FEB 8 | AMERICAN MASTERS
American Masters – Marian Anderson: The Whole World in Her Hands
Discover an international singer who captivated royalty in Europe and defied the conscience of 1939 America. Watch rare archival footage and hear audio recordings exploring her life and career from the Metropolitan Opera to the State Department.
FEB 11 | EXPRESSIONS (WSKG)
Expressions (WSKG) – Samite
Traditional African musician, Samite performs in front of a live studio audience and we visit his home studio to discuss his artistic journey from Africa to the Southern Tier of New York.
FEB 15 | AMERICAN EXPERIENCE
American Experience – The American Diplomat
Discover how three Black diplomats broke racial barriers at the US State Department during the Cold War. Asked to represent the best of American ideals abroad while facing discrimination at home, they left a lasting impact on the Foreign Service.
FEB 15 | FRONTLINE
Frontline – American Reckoning
An unsolved 1960s murder reveals an untold story of the civil rights movement and Black resistance.

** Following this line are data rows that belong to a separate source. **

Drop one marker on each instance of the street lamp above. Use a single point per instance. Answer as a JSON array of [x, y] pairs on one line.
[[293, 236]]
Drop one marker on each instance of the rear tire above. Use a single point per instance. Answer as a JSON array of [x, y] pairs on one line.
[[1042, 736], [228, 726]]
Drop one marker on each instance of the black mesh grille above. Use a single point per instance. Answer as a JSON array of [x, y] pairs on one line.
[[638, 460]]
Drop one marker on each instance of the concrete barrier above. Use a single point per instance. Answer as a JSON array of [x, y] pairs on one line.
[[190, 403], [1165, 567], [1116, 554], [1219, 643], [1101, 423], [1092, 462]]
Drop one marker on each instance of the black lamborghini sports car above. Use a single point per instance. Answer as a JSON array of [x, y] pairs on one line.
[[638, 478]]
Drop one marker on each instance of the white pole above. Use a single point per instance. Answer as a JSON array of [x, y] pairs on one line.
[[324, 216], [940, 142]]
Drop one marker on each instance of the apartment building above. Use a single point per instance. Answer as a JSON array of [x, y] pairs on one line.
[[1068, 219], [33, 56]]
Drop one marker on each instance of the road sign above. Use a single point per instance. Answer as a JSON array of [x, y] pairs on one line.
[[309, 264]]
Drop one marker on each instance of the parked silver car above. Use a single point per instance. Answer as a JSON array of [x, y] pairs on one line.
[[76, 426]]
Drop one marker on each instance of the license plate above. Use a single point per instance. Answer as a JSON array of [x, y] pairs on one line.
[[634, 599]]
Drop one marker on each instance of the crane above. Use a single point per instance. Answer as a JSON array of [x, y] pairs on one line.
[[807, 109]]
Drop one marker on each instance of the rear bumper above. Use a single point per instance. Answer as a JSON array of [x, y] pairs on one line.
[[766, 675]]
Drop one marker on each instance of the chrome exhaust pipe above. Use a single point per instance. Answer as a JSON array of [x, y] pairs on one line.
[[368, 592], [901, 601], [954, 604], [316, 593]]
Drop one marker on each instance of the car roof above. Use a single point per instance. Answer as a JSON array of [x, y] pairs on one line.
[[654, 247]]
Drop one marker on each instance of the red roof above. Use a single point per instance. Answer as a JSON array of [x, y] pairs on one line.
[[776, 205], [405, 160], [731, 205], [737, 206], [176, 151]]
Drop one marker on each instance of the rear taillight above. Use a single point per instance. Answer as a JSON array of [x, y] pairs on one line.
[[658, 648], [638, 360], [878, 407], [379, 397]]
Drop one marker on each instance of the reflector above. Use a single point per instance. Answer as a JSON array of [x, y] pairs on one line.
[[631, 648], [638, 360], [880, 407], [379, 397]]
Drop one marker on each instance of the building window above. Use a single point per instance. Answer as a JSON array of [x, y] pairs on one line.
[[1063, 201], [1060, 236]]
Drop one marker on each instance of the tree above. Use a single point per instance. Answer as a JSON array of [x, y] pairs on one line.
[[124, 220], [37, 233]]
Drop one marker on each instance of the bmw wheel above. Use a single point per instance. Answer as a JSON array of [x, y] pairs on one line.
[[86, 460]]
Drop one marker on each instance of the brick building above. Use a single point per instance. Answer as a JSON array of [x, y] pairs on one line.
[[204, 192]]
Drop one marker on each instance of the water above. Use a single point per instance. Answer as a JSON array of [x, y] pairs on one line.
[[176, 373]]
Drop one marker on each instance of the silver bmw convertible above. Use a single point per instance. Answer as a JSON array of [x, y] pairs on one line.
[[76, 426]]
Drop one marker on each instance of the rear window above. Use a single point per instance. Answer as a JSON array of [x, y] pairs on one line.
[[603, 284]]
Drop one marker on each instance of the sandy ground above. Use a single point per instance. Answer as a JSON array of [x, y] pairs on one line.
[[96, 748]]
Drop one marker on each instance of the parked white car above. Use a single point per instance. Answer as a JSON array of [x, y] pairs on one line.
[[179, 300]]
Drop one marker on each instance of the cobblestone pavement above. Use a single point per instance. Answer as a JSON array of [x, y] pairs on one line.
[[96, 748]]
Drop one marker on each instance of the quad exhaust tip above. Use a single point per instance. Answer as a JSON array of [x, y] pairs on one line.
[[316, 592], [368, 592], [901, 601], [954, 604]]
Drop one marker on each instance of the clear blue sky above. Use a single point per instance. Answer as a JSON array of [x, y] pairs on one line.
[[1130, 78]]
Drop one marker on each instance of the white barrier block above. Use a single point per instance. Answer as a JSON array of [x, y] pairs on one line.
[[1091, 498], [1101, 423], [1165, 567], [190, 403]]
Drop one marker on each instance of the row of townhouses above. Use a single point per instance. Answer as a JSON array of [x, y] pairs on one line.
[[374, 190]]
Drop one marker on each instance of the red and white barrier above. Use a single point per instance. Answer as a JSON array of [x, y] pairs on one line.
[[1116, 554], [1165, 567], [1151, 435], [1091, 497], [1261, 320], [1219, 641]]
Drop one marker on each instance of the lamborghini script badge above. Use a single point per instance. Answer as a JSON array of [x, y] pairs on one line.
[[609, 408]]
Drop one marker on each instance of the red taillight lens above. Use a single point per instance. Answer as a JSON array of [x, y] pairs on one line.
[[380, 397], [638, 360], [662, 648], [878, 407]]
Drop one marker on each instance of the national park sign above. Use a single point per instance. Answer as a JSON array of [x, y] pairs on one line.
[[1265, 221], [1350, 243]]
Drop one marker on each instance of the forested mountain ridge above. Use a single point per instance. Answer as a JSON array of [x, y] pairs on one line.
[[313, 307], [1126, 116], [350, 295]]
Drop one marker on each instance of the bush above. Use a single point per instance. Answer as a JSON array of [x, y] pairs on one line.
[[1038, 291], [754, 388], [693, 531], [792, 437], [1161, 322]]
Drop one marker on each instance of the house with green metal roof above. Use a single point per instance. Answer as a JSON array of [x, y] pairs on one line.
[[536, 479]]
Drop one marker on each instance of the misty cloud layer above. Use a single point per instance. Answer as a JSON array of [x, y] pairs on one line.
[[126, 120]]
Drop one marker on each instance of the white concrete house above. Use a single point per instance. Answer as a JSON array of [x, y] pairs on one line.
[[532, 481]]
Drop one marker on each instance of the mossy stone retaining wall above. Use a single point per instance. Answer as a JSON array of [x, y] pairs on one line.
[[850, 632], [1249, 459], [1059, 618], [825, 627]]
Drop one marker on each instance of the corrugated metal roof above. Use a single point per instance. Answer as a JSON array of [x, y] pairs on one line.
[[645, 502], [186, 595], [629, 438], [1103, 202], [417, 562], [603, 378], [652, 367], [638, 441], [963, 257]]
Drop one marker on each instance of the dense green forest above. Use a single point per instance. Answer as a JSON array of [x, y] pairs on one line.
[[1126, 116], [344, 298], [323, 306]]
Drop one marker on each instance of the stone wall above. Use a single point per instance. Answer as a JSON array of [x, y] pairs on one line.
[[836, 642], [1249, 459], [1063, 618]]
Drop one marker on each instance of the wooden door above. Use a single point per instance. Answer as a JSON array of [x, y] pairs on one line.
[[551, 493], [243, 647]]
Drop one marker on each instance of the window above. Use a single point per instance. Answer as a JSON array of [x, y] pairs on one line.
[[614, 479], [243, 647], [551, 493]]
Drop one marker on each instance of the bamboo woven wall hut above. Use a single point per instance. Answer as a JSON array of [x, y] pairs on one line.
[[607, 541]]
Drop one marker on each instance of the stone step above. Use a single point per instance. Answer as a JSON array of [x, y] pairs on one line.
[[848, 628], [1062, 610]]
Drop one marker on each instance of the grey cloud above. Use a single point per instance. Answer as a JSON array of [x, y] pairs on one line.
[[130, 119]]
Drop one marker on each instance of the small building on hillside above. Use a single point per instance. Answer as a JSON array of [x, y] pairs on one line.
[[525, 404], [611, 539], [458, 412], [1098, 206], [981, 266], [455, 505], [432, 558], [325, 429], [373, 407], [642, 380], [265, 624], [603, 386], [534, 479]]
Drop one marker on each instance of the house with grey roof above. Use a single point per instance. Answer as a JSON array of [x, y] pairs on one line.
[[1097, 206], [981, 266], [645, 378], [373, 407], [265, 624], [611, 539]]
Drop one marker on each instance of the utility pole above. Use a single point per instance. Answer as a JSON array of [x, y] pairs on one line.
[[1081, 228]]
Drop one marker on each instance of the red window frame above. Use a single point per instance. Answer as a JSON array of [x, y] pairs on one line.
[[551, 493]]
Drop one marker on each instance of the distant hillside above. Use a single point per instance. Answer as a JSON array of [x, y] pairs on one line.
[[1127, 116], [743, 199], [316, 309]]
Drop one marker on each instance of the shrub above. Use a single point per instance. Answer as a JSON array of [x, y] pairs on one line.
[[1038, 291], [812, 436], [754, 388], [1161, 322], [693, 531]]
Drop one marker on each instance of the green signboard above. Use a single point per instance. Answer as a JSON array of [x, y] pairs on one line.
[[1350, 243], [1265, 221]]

With Retro Report, the film draws on rarely seen footage filmed more than 50 years ago in Natchez, MS, and follows one family’s search for justice.
FEB 22 | AMERICA REFRAMED
Fannie Lou Hamer’s America: An America Reframed Special
Explore and celebrate the life of a fearless Mississippi sharecropper-turned-human-rights-activist and the injustices in America that made her work essential.
FEB 25 | Driving While Black: Race, Space and Mobility in America
Discover how the advent of the automobile brought new freedoms and new perils for African Americans on the road in this deep look into the dynamics of race, space and mobility in America over time.
Brian Frey interviewed Author and Professor Dr. Gretchen Sorin, Director and Distinguished Service Professor at the Cooperstown Graduate Program, part of the State University of New York College at Oneonta. Dr. Sorin wrote the book, Driving While Black: African American Travel and the Road to Civil Rights, which was the inspiration for the Ric Burns documentary.